It is time for economists to admit that they are stumped. Four years after being blindsided by Lehman Brothers’ collapse, the profession is still stumbling in the dark. Policymakers and pundits still make confident pronouncements, but the conclusions are radically different. The expert disagreements give away the truth: ignorance reigns.
Here are six crucial questions which professionals should stop pretending they can answer:
1) What creates retail inflation?
If, as some economists think, ample supplies of money push up prices, then the current inflation rates of around 2 percent are inexplicably low. After all, monetary and fiscal policies have never been as generous. If, as other professionals believe, prices fall when there is excess supply of goods and labour, then inflation rates are inexplicably high. Production is still well below trend levels and unemployment rates have rarely been as high.
2) How do financial asset prices affect the real economy?
Before the credit bubble burst, most economists believed high prices in financial markets were a sign and a cause of a strong economy. Now bull markets seem more dangerous. But then again, low or falling asset prices seem to discourage economic activity, and they are presumably more dangerous when leverage levels are high.
3) Do big fiscal deficits damage the economy?

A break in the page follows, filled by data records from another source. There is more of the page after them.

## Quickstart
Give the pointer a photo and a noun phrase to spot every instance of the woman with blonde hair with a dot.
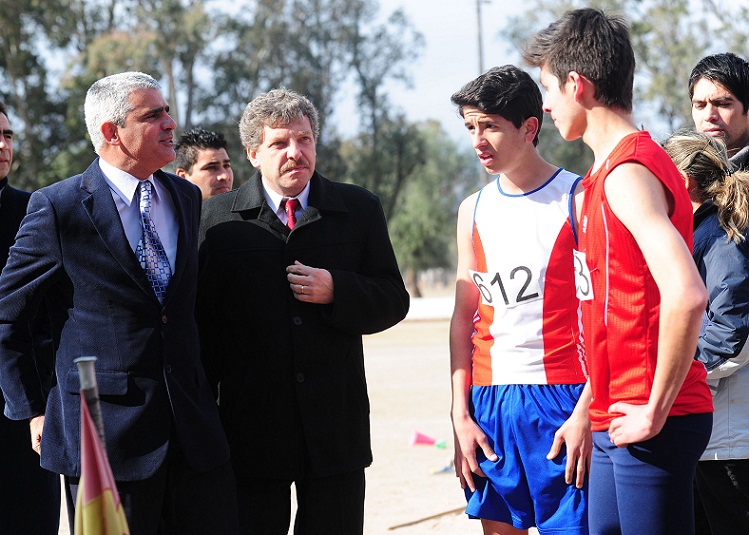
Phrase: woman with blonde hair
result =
(720, 198)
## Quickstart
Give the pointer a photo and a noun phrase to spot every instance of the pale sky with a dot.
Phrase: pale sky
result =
(449, 58)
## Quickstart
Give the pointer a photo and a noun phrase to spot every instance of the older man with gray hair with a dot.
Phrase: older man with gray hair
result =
(113, 253)
(294, 269)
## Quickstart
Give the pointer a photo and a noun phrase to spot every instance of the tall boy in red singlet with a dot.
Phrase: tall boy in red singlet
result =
(651, 410)
(522, 439)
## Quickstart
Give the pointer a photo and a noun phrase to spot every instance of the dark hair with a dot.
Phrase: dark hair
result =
(505, 91)
(192, 142)
(726, 69)
(593, 44)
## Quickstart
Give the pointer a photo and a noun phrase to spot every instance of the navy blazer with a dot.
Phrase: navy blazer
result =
(12, 209)
(71, 251)
(293, 390)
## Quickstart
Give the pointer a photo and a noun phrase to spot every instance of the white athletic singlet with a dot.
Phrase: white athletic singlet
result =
(527, 324)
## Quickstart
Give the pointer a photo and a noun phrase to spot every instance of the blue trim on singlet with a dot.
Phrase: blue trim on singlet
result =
(475, 209)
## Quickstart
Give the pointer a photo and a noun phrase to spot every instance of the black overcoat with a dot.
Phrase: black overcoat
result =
(293, 393)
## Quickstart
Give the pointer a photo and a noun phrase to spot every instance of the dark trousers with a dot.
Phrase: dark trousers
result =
(646, 488)
(176, 500)
(325, 505)
(723, 490)
(29, 494)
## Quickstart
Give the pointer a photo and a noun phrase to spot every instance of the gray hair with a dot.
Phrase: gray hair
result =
(277, 107)
(108, 100)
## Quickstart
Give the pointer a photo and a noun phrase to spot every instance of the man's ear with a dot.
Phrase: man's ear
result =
(530, 127)
(252, 157)
(109, 131)
(581, 86)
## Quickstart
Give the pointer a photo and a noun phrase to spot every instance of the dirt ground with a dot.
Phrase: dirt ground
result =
(411, 489)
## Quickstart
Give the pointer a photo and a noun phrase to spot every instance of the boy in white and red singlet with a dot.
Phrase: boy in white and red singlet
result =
(522, 445)
(643, 298)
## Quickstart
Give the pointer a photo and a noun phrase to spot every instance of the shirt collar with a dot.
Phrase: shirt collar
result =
(274, 199)
(122, 183)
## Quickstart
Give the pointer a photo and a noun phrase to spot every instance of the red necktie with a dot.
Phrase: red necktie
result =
(290, 206)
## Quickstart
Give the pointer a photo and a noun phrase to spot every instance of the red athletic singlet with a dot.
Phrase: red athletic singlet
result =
(621, 321)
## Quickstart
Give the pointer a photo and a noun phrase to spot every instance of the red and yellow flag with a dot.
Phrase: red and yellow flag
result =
(98, 510)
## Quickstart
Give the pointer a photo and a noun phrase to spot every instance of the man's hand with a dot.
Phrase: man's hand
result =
(36, 424)
(575, 434)
(311, 285)
(636, 424)
(469, 437)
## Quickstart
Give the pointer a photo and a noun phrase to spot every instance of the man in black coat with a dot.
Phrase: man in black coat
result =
(294, 269)
(80, 250)
(29, 494)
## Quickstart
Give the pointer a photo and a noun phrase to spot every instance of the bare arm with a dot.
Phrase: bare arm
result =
(468, 435)
(36, 425)
(575, 434)
(642, 204)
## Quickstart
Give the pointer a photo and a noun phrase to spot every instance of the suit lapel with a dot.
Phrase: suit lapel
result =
(98, 203)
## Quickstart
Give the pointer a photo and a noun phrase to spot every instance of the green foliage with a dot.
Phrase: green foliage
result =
(212, 58)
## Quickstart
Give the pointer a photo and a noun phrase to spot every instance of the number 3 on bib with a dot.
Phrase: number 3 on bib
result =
(583, 285)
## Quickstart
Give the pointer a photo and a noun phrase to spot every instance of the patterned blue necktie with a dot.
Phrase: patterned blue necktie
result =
(150, 251)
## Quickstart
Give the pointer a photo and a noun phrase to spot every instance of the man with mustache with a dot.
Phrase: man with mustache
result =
(29, 495)
(719, 91)
(113, 254)
(294, 269)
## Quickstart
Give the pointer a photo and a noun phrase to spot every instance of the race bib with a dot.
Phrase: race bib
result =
(515, 286)
(583, 284)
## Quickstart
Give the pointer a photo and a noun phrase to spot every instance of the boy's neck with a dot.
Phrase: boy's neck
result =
(606, 127)
(530, 173)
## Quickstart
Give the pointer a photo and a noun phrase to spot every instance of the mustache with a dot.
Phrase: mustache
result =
(291, 164)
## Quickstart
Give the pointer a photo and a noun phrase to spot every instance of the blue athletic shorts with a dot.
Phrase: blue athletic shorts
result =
(522, 487)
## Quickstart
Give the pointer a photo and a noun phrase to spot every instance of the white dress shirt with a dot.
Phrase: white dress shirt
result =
(274, 200)
(124, 190)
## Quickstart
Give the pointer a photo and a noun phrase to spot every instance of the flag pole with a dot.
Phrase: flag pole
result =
(90, 391)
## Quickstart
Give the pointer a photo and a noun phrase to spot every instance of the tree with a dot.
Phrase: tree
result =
(422, 225)
(380, 54)
(37, 114)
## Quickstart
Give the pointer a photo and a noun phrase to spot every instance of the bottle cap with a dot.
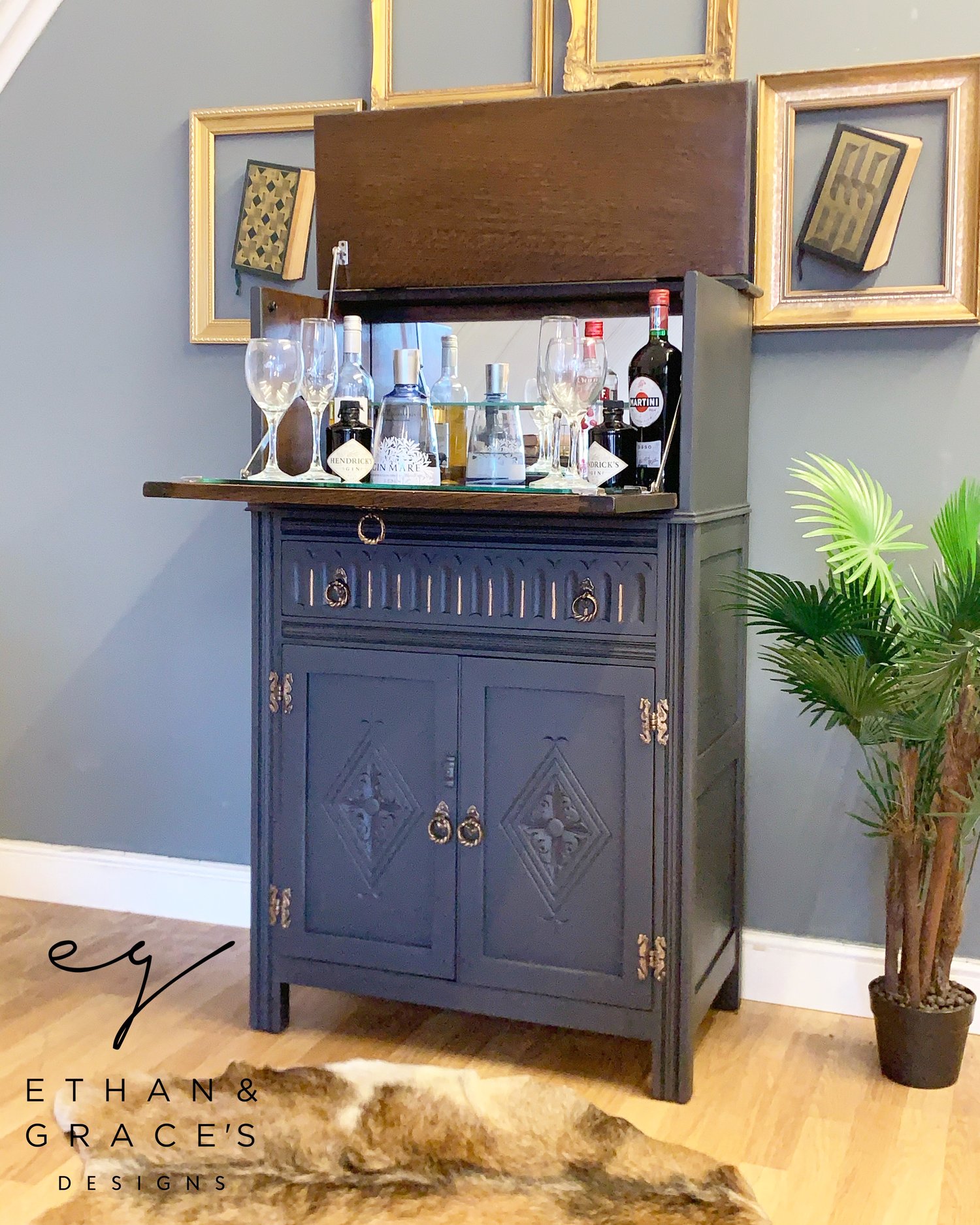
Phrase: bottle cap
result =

Austerity fans are persuaded that deficits are harmful, stimulus fans are equally certain they are not. The evidence, from Japan, Europe and the United States, is inconclusive. The largest government budget shortfalls ever in peacetime have neither clearly held back nor obviously increased either GDP growth or employment. The situation might have been much worse with smaller deficits, or the current high deficits may actually be storing up terrible trouble of some sort for later. No one really knows.